I am a veteran acting in over 20 plays. But for the first time ever this year, I was asked to fill in a role
for Tchaikovsky’s The Nutcracker, put on by Tyler Junior College's Academy of Dance. Ballet, while performed on a stage like a play is, is nevertheless a horse of another color. Completely.
“How so?” You may ask.
Well, let me count some of the ways:
1) Tchaikovsky’s music is sheer genius. I don’t see how one man could possibly come up with so many memorable tunes. It is astounding and stunning. While musicologists, I suppose, would say that Mozart, Bach, and Beethoven are his superiors, nevertheless, there is a magical element in Tchaikovsky's compositions that blow me away. Mozart’s tunes are also so memorable. The only thing I can conclude is that all of these men were somehow such sensitive spirits that they were able to channel music that was coming to them from a higher realm. I just cannot buy that their genius in music was solely the product of some human initiative or intuition.
2) Our cast for the Nutcracker had over 150 people in it.
I’ve never been in a play with that many. Kids were everywhere. Stage moms were running to and fro trying to corral their little darlings, yet they and the two principals that we hired all did a really fantastic job. The coordination, the choreography blows me away. Choreography is my absolute weakest suit with doing anything on stage, and all these dancers poured their hearts out. I would smile as I watched them give their all, knowing that what they were doing, I could never do. I marveled at their art and their singular focus to give the very best. As soon as they came off stage into the wings, some looked like they wanted to collapse, but going out again under the lights, you would never know it. They were once again in character making a valuable part of the story come to life.
3) I never knew how noisy pointe shoes were till I was up close and personal with them on stage. Whoa!

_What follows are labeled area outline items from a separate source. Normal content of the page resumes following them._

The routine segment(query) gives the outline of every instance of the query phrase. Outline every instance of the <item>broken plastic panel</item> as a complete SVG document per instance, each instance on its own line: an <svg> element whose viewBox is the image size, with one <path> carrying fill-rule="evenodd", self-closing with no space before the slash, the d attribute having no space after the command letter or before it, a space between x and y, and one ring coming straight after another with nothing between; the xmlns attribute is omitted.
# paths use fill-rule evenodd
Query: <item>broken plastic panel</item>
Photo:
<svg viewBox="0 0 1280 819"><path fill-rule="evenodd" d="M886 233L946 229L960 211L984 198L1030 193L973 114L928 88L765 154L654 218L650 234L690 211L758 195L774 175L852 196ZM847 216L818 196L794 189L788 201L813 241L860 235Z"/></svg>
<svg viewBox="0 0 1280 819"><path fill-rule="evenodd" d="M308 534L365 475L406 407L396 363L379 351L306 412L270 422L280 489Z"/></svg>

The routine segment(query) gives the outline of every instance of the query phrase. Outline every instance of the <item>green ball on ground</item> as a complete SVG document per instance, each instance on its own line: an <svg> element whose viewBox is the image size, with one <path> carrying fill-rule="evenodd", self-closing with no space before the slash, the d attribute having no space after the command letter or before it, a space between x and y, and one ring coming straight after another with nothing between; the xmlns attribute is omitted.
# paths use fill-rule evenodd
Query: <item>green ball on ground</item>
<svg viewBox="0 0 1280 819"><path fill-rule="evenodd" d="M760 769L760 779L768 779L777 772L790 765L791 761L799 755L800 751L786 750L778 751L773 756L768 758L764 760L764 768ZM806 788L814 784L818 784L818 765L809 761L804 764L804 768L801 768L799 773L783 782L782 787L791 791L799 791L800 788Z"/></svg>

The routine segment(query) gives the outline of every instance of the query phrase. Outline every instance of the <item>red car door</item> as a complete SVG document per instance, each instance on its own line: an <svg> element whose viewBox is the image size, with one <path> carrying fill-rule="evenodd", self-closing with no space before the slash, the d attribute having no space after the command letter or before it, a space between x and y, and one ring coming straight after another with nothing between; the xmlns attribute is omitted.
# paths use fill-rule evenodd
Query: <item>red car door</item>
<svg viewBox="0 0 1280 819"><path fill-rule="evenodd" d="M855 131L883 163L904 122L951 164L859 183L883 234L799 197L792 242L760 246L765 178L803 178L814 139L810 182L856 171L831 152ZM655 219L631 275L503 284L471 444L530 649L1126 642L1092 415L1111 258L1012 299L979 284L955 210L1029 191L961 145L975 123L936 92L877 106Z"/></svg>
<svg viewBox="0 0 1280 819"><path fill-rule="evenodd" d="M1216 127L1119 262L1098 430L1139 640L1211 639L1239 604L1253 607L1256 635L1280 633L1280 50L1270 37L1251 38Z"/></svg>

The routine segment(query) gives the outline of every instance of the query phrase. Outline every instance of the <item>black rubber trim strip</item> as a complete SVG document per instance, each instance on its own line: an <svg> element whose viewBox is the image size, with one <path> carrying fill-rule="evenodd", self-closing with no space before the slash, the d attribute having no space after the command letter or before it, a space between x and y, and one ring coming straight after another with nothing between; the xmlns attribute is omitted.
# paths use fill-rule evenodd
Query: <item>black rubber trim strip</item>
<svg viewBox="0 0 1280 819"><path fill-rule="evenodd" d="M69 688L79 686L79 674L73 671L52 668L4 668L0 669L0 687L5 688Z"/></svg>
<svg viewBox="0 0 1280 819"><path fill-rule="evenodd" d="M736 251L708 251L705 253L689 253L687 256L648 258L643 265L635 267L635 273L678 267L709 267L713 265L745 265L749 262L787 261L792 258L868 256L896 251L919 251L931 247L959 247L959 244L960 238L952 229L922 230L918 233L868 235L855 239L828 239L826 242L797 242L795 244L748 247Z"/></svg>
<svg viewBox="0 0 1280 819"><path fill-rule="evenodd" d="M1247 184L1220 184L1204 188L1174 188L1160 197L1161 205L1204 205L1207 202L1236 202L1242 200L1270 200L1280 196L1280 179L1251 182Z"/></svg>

4) While the principals were dancing on stage, people in the wings were shouting paeans of affirmation and applauding their every move. I was astonished to put it mildly. In the theater of which I am accustomed, you would never do that kind of a thing. But in this instance it seemed more like fans rooting for their favorite players out of the boards!
5) When I was conscripted to take the part I did, I was looking for a director who was serious, hard charging, impatient, demanding, somewhat sarcastic, trying to push and motivate her dancers to do better than they had ever done, with zero toleration for any miscues or mistakes. In fact, when I first met Carolyn Hanna , I thought, she can’t possibly be the director. She’s too nice, too pretty, too laid back, too comforting, too empathetic, etc.
Then I read about her.
She studied at Julliard? No way! Those people are too full of themselves, allowing the basic snobbery with which people who inhabit NYC look upon the rest of the world. Not Carolyn Hanna. But it was Carolyn Hanna. I came to understand that she was the bowsprit figurehead who would calm the turbulent waters of anxiety with her experienced insights, her subtle coaching that “You can do this.” Her calm, collected self-defining behavior imparted health and a greater resolve to do even better next time, to the entire cast.
6) Ballet is a wonderful artistic medium
that can stir all sorts of passion not only in the dancer, but also in the individual and collective audience member(s). If you’ve never been to one, put it on your bucket list. I still marvel at how the thighs of the ballerinos
look like football players, yet they are as graceful and energetic as any human being I’ve ever seen.